Our server at the local Panera called me Baby just this past weekend. And she’s probably ten years my junior. But I’ve been suffering with this ridiculous head cold. And by lunchtime Saturday, the pain and stuffiness must have shown on my face, because she said, “Baby, I hope you enjoy this meal.” And I have to admit, it comforted me more than the chicken soup I’d ordered.
I live in a community that feels small and where people often refer to one another as Baby or Honey or Sugar. I try not to use Sweetie for anyone over twelve. But I do things that might not be acceptable in other communities, whether large or small, urban or rural.
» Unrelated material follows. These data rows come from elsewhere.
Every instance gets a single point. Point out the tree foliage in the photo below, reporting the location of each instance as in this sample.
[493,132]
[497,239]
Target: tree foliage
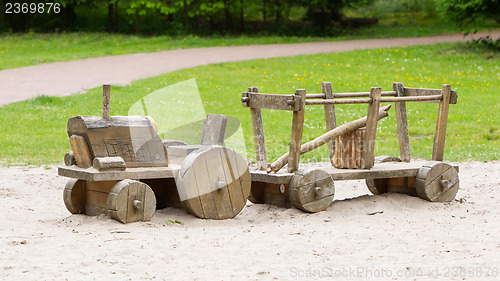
[179,16]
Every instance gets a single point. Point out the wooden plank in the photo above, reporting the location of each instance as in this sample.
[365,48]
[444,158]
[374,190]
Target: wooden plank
[297,130]
[272,101]
[214,130]
[427,92]
[81,151]
[442,120]
[382,170]
[92,174]
[330,118]
[402,124]
[371,128]
[258,135]
[106,100]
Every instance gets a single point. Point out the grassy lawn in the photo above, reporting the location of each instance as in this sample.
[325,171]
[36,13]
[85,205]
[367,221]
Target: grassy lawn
[34,131]
[18,50]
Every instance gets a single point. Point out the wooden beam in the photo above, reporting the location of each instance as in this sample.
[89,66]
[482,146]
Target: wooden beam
[271,101]
[442,120]
[402,124]
[371,128]
[258,134]
[326,137]
[297,130]
[330,118]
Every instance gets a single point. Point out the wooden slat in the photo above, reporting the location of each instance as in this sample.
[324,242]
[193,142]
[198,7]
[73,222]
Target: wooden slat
[442,120]
[371,128]
[330,118]
[81,151]
[297,130]
[92,174]
[271,101]
[258,135]
[427,92]
[402,124]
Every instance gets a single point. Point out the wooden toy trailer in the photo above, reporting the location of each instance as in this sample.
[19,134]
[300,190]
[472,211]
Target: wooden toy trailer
[120,166]
[312,190]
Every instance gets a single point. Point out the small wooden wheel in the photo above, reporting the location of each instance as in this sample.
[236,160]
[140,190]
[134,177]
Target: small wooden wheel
[379,186]
[311,191]
[214,183]
[131,201]
[74,196]
[437,182]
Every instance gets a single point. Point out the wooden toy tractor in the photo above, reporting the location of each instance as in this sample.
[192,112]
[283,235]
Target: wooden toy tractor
[120,166]
[351,148]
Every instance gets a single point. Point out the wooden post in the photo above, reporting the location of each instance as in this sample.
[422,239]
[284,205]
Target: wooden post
[297,130]
[106,99]
[402,123]
[371,128]
[258,134]
[331,120]
[442,120]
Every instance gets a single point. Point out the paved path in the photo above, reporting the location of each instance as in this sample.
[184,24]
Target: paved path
[65,78]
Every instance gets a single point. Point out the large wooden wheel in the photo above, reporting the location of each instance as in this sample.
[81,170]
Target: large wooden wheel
[131,201]
[74,196]
[214,183]
[379,186]
[311,191]
[437,182]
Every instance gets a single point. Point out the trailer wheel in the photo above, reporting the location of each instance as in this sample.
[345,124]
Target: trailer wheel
[311,191]
[214,183]
[379,186]
[131,201]
[74,196]
[437,182]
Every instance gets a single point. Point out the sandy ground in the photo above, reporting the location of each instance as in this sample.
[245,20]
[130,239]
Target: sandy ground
[412,238]
[64,78]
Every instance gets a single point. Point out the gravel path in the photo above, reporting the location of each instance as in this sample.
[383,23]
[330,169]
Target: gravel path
[65,78]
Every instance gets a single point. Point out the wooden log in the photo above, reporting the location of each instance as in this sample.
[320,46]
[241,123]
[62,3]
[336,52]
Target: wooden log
[258,135]
[214,130]
[337,101]
[311,190]
[297,130]
[81,151]
[271,101]
[442,120]
[106,100]
[109,163]
[319,141]
[402,124]
[330,118]
[427,92]
[348,150]
[437,182]
[371,129]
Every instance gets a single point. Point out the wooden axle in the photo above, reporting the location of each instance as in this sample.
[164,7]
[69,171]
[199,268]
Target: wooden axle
[328,136]
[368,100]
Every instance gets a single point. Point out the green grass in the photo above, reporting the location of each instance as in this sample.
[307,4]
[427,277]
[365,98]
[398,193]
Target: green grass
[18,50]
[34,131]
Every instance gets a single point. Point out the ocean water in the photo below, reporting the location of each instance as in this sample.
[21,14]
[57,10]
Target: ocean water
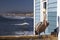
[16,26]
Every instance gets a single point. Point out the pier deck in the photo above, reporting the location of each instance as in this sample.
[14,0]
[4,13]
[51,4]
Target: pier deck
[29,37]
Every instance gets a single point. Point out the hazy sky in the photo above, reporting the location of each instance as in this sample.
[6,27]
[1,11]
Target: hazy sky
[16,5]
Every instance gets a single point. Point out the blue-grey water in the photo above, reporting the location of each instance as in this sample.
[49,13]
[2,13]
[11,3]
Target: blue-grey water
[16,26]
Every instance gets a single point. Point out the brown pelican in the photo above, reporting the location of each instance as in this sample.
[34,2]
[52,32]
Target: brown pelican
[42,25]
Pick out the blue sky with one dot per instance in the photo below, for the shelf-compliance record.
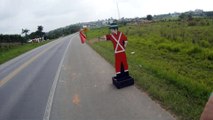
(52, 14)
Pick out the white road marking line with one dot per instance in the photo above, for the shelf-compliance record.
(53, 88)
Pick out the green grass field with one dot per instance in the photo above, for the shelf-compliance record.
(173, 62)
(9, 53)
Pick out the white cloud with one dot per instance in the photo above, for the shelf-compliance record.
(18, 14)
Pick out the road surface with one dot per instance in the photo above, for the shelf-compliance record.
(67, 80)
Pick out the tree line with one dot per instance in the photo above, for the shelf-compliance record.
(8, 41)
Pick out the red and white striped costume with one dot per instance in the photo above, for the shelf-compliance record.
(118, 41)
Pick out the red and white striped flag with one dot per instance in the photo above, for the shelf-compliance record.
(82, 37)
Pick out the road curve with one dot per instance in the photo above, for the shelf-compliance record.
(85, 92)
(25, 81)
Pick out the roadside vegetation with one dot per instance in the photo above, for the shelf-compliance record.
(15, 45)
(171, 60)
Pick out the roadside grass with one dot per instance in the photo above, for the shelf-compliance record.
(172, 62)
(10, 53)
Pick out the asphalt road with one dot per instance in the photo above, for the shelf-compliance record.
(67, 80)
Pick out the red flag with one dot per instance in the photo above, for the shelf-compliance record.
(83, 37)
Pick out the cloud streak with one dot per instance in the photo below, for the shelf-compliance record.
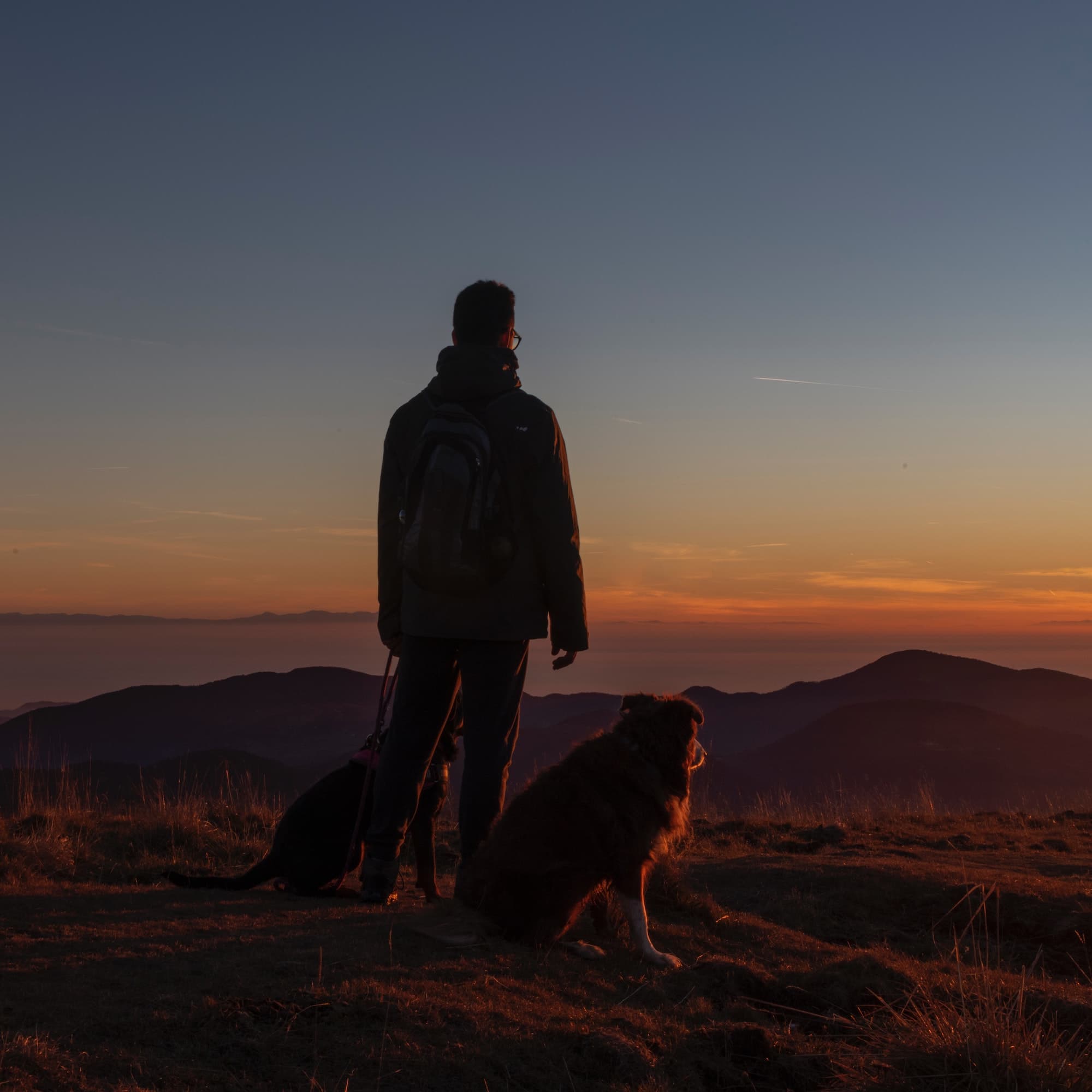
(919, 586)
(94, 336)
(816, 383)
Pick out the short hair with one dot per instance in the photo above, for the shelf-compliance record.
(484, 311)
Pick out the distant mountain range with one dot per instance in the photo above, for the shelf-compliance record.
(971, 729)
(28, 707)
(268, 616)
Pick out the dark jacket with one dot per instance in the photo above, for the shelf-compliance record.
(547, 576)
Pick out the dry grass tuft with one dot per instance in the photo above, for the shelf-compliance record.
(834, 945)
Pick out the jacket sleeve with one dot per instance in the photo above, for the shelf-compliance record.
(557, 536)
(389, 533)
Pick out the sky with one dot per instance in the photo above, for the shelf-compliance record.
(808, 287)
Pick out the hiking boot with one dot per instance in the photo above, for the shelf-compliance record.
(377, 882)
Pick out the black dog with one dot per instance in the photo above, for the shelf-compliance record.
(312, 840)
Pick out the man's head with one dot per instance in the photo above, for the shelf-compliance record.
(485, 314)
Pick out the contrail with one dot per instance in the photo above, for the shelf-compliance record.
(815, 383)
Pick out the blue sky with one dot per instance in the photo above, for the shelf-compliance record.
(233, 235)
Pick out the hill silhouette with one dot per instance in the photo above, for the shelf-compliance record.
(300, 718)
(28, 707)
(1037, 697)
(967, 756)
(1014, 731)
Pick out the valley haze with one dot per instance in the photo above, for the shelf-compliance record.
(74, 657)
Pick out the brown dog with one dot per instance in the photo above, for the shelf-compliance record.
(595, 821)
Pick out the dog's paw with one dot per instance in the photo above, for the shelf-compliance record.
(663, 959)
(584, 949)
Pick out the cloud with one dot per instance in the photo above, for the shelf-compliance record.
(684, 552)
(337, 532)
(1083, 572)
(94, 336)
(920, 586)
(816, 383)
(219, 516)
(158, 547)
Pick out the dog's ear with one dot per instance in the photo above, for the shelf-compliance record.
(639, 703)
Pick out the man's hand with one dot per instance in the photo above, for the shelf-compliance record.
(564, 660)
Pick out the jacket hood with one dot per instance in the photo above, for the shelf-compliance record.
(473, 372)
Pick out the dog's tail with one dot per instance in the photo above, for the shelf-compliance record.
(266, 870)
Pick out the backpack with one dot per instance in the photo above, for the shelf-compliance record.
(458, 536)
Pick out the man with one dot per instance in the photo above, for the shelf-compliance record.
(479, 547)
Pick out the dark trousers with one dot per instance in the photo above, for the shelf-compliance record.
(430, 674)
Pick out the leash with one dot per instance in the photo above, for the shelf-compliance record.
(376, 740)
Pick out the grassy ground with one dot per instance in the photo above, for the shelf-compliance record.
(845, 948)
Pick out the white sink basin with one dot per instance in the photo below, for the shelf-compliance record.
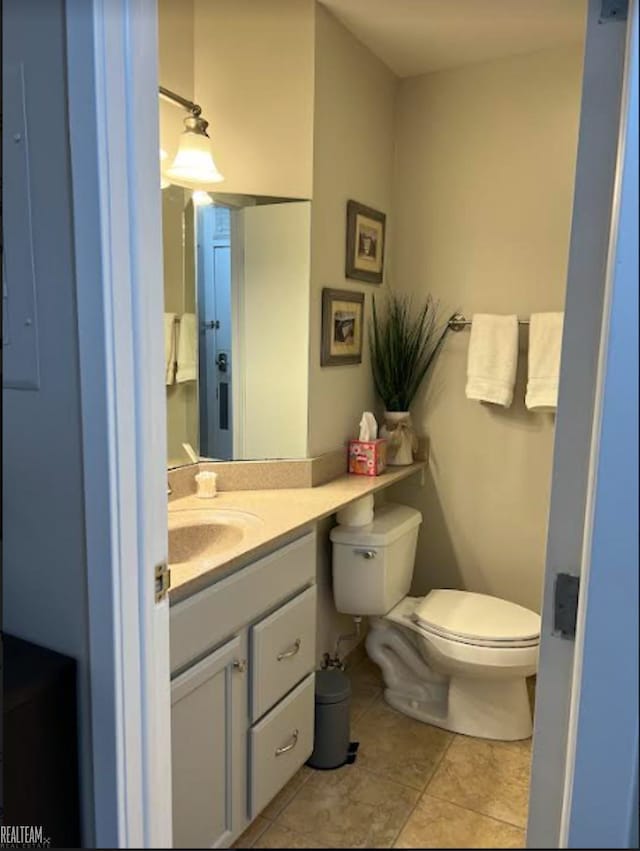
(203, 534)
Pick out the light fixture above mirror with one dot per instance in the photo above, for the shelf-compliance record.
(193, 166)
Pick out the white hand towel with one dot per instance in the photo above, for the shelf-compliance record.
(187, 349)
(493, 357)
(169, 347)
(545, 343)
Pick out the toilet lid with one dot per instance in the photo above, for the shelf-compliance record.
(476, 617)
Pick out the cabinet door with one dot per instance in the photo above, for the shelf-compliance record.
(206, 717)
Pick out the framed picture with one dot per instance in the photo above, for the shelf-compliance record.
(342, 320)
(365, 243)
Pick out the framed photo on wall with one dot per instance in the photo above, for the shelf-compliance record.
(365, 243)
(342, 322)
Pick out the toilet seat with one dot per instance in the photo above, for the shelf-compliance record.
(476, 619)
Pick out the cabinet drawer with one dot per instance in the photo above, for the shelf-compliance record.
(280, 744)
(283, 651)
(205, 619)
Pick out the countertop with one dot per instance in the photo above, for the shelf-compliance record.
(281, 513)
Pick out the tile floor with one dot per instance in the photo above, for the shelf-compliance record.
(412, 786)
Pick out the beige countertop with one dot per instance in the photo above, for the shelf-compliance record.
(279, 514)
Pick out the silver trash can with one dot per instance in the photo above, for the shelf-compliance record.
(331, 745)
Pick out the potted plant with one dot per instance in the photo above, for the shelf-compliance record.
(404, 343)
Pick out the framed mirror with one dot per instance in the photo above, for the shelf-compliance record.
(237, 287)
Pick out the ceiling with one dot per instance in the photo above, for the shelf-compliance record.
(418, 36)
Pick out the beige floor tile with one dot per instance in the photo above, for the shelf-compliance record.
(280, 837)
(348, 808)
(438, 824)
(252, 833)
(277, 804)
(365, 672)
(489, 777)
(531, 690)
(362, 697)
(397, 747)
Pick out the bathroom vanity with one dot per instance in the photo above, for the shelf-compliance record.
(242, 693)
(243, 649)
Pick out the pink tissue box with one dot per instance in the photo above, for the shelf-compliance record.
(367, 457)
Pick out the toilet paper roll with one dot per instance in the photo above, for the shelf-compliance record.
(358, 513)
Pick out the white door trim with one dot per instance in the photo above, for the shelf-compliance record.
(621, 268)
(113, 123)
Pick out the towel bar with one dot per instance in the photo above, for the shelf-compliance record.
(459, 322)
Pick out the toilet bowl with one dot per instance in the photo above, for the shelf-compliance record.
(455, 659)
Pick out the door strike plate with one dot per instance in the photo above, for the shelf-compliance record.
(163, 581)
(565, 613)
(613, 10)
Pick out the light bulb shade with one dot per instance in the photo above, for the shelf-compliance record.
(164, 181)
(193, 166)
(201, 198)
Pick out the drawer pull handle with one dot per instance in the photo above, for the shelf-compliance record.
(287, 654)
(290, 746)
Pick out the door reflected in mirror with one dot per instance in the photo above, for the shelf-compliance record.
(237, 286)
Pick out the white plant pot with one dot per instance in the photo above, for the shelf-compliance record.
(398, 431)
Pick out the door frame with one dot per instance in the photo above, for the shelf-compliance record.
(112, 79)
(605, 768)
(576, 451)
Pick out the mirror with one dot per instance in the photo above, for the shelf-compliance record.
(236, 287)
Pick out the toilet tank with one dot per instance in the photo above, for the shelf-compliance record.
(372, 565)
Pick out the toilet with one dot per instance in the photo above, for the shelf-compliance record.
(455, 659)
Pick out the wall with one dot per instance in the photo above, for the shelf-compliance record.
(175, 56)
(254, 81)
(352, 159)
(274, 330)
(175, 66)
(483, 192)
(178, 250)
(44, 557)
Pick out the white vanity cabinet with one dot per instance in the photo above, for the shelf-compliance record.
(243, 658)
(207, 747)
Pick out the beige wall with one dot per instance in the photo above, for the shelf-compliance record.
(254, 80)
(175, 66)
(353, 158)
(274, 331)
(483, 190)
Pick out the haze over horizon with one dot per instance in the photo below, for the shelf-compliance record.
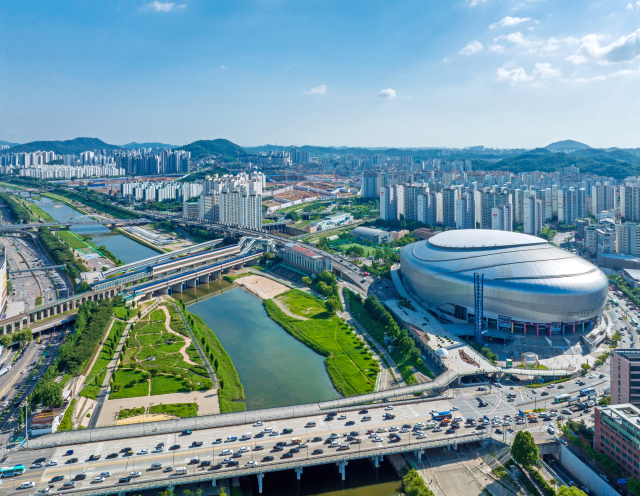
(422, 74)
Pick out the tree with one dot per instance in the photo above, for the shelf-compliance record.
(570, 491)
(331, 305)
(524, 449)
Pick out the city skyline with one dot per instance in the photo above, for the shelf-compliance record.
(372, 76)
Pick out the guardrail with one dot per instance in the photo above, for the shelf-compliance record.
(211, 475)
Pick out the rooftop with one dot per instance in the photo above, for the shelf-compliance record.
(482, 238)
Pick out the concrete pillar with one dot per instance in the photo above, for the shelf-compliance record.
(341, 467)
(260, 477)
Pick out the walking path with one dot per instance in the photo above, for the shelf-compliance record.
(392, 368)
(187, 340)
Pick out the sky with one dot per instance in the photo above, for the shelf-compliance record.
(456, 73)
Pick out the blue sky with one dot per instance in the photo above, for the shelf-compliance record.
(501, 73)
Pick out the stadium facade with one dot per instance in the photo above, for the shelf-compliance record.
(530, 285)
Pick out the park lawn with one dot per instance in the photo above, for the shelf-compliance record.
(122, 378)
(351, 373)
(302, 303)
(182, 410)
(368, 250)
(377, 332)
(167, 384)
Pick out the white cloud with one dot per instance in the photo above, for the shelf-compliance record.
(318, 90)
(509, 21)
(541, 71)
(471, 48)
(388, 93)
(625, 49)
(157, 6)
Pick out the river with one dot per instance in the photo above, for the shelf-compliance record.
(122, 247)
(275, 368)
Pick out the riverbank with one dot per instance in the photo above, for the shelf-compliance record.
(350, 366)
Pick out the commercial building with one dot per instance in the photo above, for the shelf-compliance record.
(305, 259)
(530, 286)
(625, 376)
(372, 235)
(617, 434)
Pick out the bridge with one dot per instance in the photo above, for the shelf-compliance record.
(107, 222)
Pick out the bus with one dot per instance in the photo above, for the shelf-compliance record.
(441, 415)
(11, 471)
(588, 392)
(561, 397)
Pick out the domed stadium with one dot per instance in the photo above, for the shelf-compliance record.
(530, 285)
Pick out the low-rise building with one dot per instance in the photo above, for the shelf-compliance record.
(617, 434)
(372, 235)
(297, 256)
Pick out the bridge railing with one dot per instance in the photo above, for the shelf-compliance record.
(277, 465)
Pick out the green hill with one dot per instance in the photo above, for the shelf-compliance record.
(217, 147)
(69, 147)
(615, 164)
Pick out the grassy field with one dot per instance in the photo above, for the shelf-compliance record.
(152, 353)
(352, 369)
(230, 392)
(182, 410)
(377, 331)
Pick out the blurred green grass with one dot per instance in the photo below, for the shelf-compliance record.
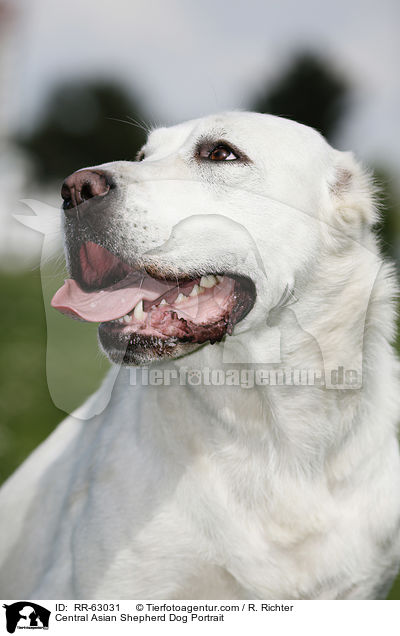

- I make eye contact and smile or say “Hello!”.
- I engage cashiers and drive-through tellers (“Has it been crazy today?” at the grocery store and “I like your new t-shirts” at McDonalds.)
- I thank the bus driver when he reaches my stop and the cleaning crew when I leave the office.
- I stop for pedestrians and provide directions to those who are lost.
Annoying, right? But folks usually respond favorably and in kind. Because we really aren’t strangers. Our lives have crossed paths. We’ve shared even the briefest of experiences. And who knows what the future may bring?
In truth, there are times when I’ve failed to be friendly or show the most basic respect. I regret these times when I’ve been unhappy about a situation and pass along that unhappiness… usually to someone on the other end of the phone, on the other side of a counter, someone who is trying to help and doesn’t deserve my wrath. CBS journalist Steve Hartman recently did a story about Mike the postman, from the Penn State Post Office in State College, PA. Mike spreads love through cheerfulness and compassion and genuinely impacts the lives of others by being nice. Can you believe it? What an amazing role model. Plus he gets his job done without any remorse.So on this day devoted to love, why not pledge to celebrate love in all its aspects, throughout the whole year? Let’s start by thanking the people who work hard to assist us every day, especially the many folks in fast food and customer service. It doesn’t need to be flamboyant. Just say “Thank you.”
And at the start of this Lenten season, instead of worrying about “giving up” something, why not add kindness to our daily routines? Compliment a stranger – “that’s a beautiful sweater” – and be patient with a friend. Tell someone if he has broccoli in his teeth or her skirt is riding up rather dangerously.
And share the love! Happy St. Valentine's Day.